# Making a proper grain mix



## Anita Martin (Dec 26, 2007)

I know this has probably been discussed on here about 200 times or more, but I can't find exactly what I am looking for. Just looking for a few differing opinions. 

I have been feeding oats and BOSS, plus kelp, calf manna, and flax seeds, for my grain mixture. Oats are about $12 to $15 for a 50 pound bag. There is a feed store close by where I can get grains MUCH cheaper. Oats are the same price, but corn, wheat, and barley are almost half the price, so I have switched grains. Plus I have added soybean meal. I got the wheat for the chickens mostly, so am using the corn, barley and soybean meal for the goats. Does anyone have an opinion on what the percentages of each should be? I do plan to use BOSS too, just forgot to get them last trip. I don't have a clue about how much soybean meal to use, just using maybe 1/3 cup per doe right now.

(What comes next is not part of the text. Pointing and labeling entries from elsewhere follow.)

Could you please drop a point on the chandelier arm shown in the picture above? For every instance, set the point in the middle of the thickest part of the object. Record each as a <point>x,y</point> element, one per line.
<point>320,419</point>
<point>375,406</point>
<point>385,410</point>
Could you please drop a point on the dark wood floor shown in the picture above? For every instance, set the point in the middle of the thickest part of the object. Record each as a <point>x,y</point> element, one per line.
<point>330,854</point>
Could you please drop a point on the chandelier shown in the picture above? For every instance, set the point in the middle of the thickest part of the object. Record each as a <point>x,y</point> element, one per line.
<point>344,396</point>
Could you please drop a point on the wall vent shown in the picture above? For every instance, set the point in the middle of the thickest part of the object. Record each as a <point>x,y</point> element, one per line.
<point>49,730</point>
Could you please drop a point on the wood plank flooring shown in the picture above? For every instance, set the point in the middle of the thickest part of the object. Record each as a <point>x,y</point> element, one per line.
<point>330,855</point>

Also, for feeding young does I plan to breed this fall, how many pounds should they be getting per day? I truely think I have been over-graining everyone. The girls are 4 1/2 to 5 1/2 months and are still getting a limited amount of milk once per day because I HAVE TOO MUCH MILK! The smallest is 69 pounds. The heaviest is nearly 80 pounds!

I'd like to figure up a base grain mix, and then add smaller amounts of ground flax, etc. Sometimes I add a few dried herbs etc. Free choice alfalfa pellets and grass hay for everyone at all times. 

Thanks for any input.
Anita


----------



## Sondra (Oct 25, 2007)

Anita this is just my opinion but I would leave out the soy and go with
100lb oats
100lb barley
25lb cracked corn
25lb boss
20lb dry beet pulp

I used this for years and years and works good. then at times I add a top dressing of calf manna which is high protien and believe it is also soy.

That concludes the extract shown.